SPARK, a prototype percussion shaker has been developed and introduced to rural children in Kenya producing an hour of power when shaken for 12 minutes. Sudha Kheterpal, former percussionist with the music band, Faithless created the shaker to provide light for children to read, to do school work and to charge mobile phones.

“I hope to encourage maximum take-up by developing an assembly kit, so children can build their own shaker,” said Kheterpal. “In the long-term, I’d like to reach children learning about kinetic and renewable energy in Africa, India and Brazil.” she continued.

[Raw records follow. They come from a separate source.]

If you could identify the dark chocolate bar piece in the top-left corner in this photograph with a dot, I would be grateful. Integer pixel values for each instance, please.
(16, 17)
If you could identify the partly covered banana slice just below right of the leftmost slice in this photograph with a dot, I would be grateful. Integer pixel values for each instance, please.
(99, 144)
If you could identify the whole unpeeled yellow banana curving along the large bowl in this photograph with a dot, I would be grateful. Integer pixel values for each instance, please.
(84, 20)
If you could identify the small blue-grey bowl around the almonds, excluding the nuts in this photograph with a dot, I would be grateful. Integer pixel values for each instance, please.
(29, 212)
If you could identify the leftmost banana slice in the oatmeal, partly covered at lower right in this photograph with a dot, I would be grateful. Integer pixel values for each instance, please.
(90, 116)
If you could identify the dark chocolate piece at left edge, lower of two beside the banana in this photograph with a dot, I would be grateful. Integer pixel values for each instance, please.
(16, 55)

Gaining sufficient investment is critical for the development and the long-term sustainability of the project in, catering to the needs of the end-users and protecting the environment at the same time.

Anne Wheldon, renewable energy expert and Ashden adviser says: “Shaking a musical instrument may be fun and engaging initially, but its success will ultimately be determined by whether children want to use it for the long-term. It must also be simple and cost-effective to distribute and repair, and commercially viable for the manufacturer to offer warranties”.

As to how the shaker works, Sudha Kheterpal told the Guardian: “SPARK is powered by kinetic energy. A magnet moves backwards and forwards through the centre of a solenoid, a coil of copper wire. A current is induced in the loops of wire and each time the magnet slides through, it charges up a rechargeable battery. We are currently looking at adding other harnessing techniques to get the maximum energy for the minimum shake”

Wim Jonker Klunne, senior renewable energy researcher at the CSIR said: “The percussion shaker may prove of more interest from an educational perspective,” says Klunne. “It’s great to help children understand how energy is generated, and show them that small amounts of energy can bring big improvements to life.”